The synthesized theme music. High camera views of the stadium. Pregame interviews with the star quarterback. Replays. Freeze frames. Kickoff under the lights. An experimental three-man booth. Most of the staples of modern football broadcasts debuted on Sept. 21, 1970, in the NFL’s regular-season premiere of Monday Night Football.
“From Municipal Stadium in Cleveland, Ohio,” intoned ABC announcer Keith Jackson, “two powers of professional football meet for the first time.” Howard Cosell handled the interview with New York Jets quarterback Joe Namath. Broadcasting newcomer Don Meredith endured a series of embarrassing video lowlights from his playing career, as Cosell guffawed on a split screen. And with that, the longest-running prime-time show in American history was born — a petri dish of technological and stylistic innovations that laid the foundation for what we will see Monday night when the Jets once again play their 1970 opponents, the Cleveland Browns.

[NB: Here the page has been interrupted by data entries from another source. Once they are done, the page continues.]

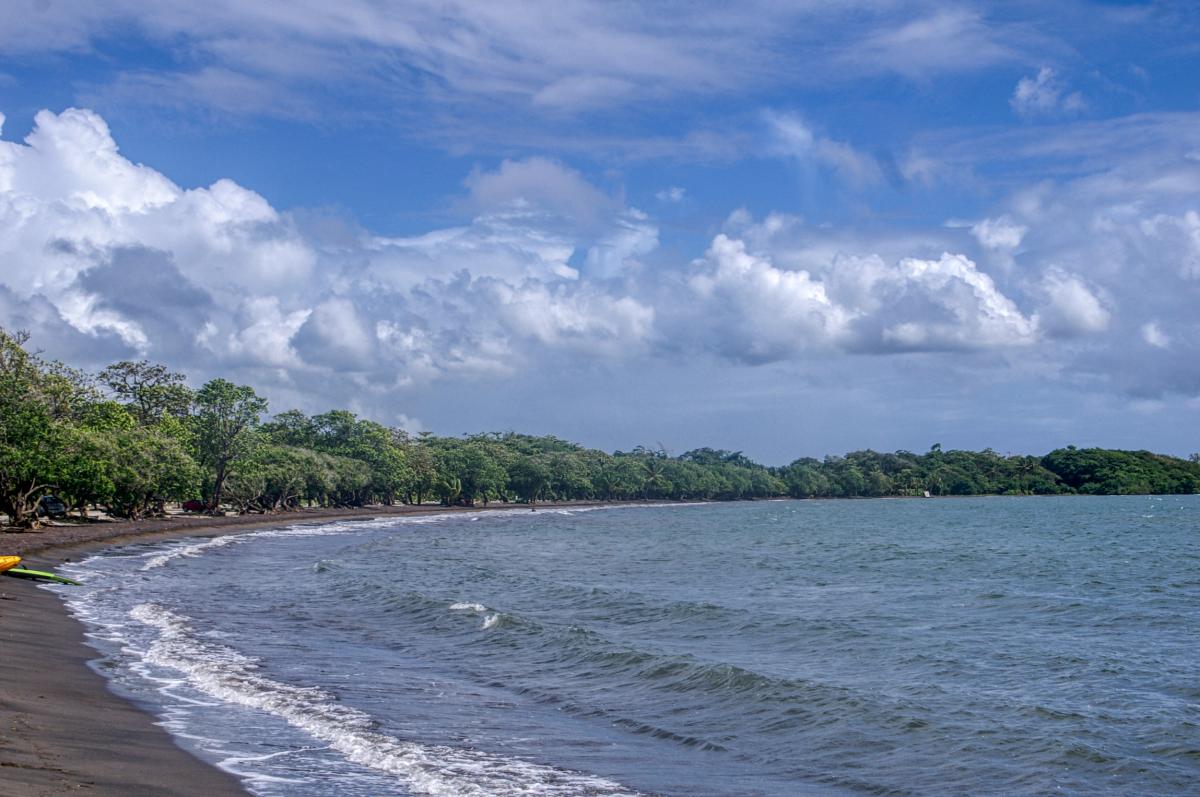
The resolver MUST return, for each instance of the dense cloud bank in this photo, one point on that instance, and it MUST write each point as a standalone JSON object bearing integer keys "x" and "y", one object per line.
{"x": 105, "y": 258}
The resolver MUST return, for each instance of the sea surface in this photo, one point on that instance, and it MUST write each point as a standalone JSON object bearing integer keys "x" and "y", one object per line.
{"x": 976, "y": 646}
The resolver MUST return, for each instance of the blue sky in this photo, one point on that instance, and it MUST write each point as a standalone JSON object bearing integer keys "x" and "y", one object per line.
{"x": 791, "y": 228}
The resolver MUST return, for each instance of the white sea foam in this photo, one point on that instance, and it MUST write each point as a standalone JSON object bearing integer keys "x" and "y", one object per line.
{"x": 157, "y": 559}
{"x": 432, "y": 769}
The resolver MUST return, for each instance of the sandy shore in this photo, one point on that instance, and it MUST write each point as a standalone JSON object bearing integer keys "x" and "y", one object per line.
{"x": 61, "y": 729}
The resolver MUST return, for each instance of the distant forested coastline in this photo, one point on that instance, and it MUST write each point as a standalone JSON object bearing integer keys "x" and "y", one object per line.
{"x": 135, "y": 437}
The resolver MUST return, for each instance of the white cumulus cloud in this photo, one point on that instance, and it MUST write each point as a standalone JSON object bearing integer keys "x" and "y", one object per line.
{"x": 1045, "y": 94}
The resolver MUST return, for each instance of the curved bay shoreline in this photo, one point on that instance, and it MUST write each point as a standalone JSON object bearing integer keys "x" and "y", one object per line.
{"x": 61, "y": 729}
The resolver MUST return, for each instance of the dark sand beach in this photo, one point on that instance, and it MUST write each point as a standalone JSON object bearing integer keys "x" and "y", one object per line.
{"x": 61, "y": 729}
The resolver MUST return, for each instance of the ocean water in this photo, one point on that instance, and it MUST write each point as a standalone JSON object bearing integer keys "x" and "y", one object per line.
{"x": 977, "y": 646}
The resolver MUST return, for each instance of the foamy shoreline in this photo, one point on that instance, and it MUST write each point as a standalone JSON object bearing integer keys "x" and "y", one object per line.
{"x": 61, "y": 729}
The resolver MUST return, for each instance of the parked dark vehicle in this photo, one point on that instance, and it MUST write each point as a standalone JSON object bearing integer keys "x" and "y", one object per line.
{"x": 51, "y": 507}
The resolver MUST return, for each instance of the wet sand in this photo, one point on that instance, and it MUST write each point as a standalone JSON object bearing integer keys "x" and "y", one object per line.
{"x": 61, "y": 729}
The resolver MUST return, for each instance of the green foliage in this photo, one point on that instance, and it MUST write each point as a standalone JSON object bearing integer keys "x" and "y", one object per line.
{"x": 223, "y": 426}
{"x": 151, "y": 439}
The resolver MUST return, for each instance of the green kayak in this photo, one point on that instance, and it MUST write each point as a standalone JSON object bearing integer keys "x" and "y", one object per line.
{"x": 37, "y": 575}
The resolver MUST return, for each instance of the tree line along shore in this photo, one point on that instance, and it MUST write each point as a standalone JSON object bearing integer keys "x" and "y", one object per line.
{"x": 135, "y": 437}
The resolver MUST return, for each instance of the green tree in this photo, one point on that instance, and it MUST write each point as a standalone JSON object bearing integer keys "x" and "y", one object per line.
{"x": 148, "y": 389}
{"x": 225, "y": 420}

Much of the evolution of today’s football broadcasts can be traced in a straight line back to 50 seasons ago, when ABC committed $25.5 million over three years to bring “show business to sports,” in the words of producer Roone Arledge. While technology has improved, and the advent of replay review has changed some artistic priorities, the product displayed in 1970 is structurally the same as what we see now.

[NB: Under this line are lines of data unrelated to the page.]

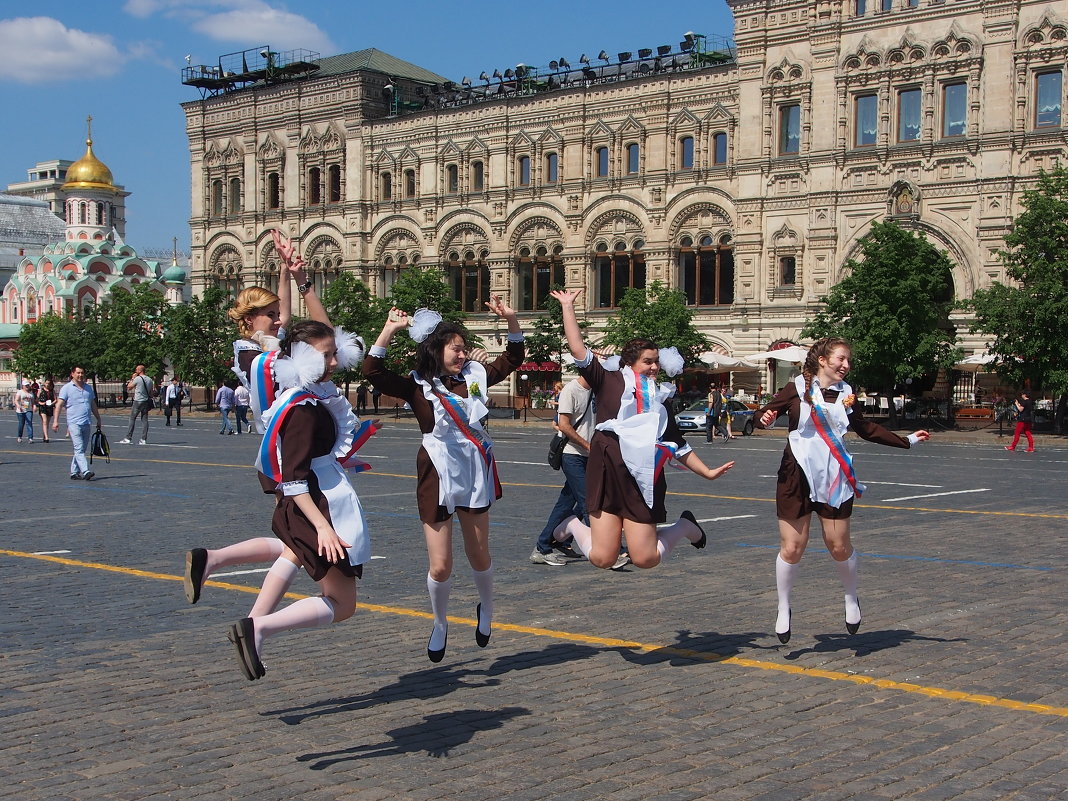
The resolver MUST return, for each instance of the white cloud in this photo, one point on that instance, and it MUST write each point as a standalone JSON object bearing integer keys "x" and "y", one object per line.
{"x": 42, "y": 49}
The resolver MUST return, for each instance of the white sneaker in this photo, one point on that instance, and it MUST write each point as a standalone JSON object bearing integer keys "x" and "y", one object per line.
{"x": 547, "y": 559}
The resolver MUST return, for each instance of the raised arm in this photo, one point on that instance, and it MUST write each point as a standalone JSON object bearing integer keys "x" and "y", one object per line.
{"x": 571, "y": 330}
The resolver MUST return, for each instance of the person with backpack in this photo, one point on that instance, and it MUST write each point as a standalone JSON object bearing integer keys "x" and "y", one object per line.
{"x": 79, "y": 401}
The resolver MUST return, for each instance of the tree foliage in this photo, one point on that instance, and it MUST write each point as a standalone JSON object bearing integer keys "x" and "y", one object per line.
{"x": 893, "y": 307}
{"x": 659, "y": 314}
{"x": 1027, "y": 324}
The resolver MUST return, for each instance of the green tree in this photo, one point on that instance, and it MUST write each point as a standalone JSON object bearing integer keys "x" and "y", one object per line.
{"x": 1027, "y": 323}
{"x": 349, "y": 303}
{"x": 131, "y": 332}
{"x": 53, "y": 344}
{"x": 659, "y": 314}
{"x": 893, "y": 307}
{"x": 199, "y": 340}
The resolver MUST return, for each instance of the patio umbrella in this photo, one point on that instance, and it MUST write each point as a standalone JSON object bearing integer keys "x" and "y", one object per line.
{"x": 792, "y": 354}
{"x": 727, "y": 363}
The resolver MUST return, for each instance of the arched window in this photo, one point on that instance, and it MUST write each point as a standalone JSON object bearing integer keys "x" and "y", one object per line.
{"x": 235, "y": 195}
{"x": 616, "y": 271}
{"x": 706, "y": 271}
{"x": 600, "y": 162}
{"x": 535, "y": 275}
{"x": 273, "y": 191}
{"x": 333, "y": 184}
{"x": 469, "y": 278}
{"x": 314, "y": 186}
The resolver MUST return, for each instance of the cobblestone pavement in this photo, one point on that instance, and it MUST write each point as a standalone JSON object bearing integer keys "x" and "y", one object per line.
{"x": 664, "y": 685}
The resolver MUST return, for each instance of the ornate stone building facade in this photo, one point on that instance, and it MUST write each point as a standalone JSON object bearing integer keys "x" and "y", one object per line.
{"x": 743, "y": 175}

But as the industry awaits the 2022 expiration of broadcast rights deals, it’s worth asking: Are NFL broadcasts on the precipice of much more dramatic change? What will the product, and viewership, look like when Monday Night Football hits its future anniversaries?

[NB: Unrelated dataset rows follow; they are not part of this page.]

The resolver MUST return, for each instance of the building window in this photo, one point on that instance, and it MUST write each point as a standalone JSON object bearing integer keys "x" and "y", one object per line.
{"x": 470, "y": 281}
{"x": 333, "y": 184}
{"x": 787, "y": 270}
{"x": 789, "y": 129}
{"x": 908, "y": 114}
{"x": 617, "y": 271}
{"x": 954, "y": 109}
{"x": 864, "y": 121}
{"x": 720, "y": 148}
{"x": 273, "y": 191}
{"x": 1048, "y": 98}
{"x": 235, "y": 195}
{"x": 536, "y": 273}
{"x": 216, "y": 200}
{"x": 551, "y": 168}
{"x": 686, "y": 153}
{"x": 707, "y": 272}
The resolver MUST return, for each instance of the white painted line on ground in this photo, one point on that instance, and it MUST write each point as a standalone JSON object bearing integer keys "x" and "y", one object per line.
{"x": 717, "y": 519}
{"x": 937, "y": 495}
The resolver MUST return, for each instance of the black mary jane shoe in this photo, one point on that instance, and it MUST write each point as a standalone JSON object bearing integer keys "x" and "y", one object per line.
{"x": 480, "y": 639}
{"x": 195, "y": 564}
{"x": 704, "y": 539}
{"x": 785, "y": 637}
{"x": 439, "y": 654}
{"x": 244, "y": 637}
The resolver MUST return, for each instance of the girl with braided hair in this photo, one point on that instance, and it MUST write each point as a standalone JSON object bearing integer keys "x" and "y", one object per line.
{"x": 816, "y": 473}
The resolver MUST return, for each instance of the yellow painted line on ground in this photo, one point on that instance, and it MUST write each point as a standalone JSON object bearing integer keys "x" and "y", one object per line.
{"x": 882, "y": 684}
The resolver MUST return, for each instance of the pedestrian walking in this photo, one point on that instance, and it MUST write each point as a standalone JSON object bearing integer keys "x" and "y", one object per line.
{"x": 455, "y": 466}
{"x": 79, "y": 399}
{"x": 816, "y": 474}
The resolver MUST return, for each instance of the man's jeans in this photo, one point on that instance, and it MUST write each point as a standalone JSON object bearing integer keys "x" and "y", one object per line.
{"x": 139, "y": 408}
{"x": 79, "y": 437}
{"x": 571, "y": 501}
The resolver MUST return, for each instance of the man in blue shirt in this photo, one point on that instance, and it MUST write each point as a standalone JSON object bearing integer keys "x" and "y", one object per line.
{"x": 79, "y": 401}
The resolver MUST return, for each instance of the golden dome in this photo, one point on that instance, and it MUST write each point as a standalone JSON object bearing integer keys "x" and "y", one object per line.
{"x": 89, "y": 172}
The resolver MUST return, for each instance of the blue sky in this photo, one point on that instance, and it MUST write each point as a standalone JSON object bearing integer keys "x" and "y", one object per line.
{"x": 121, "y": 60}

Accommodating digital migration
In some ways, television broadcasters find themselves in a similar position as newspapers in the 2000s, navigating a new platform while recognizing that its traditional content delivery remains more lucrative. The vast majority of NFL fans watch games on television, but the digital audience has far more capacity to grow.
In Week 1, for example, 43% more viewers watched games online than they did during the first week of 2018. The number was still relatively small, an average of 514,000 per game, but it grew enough to capture the attention of executives. In three years, when the time to negotiate new deals arrives, the league likely will have opportunities to shift at least some games exclusively to digital distribution.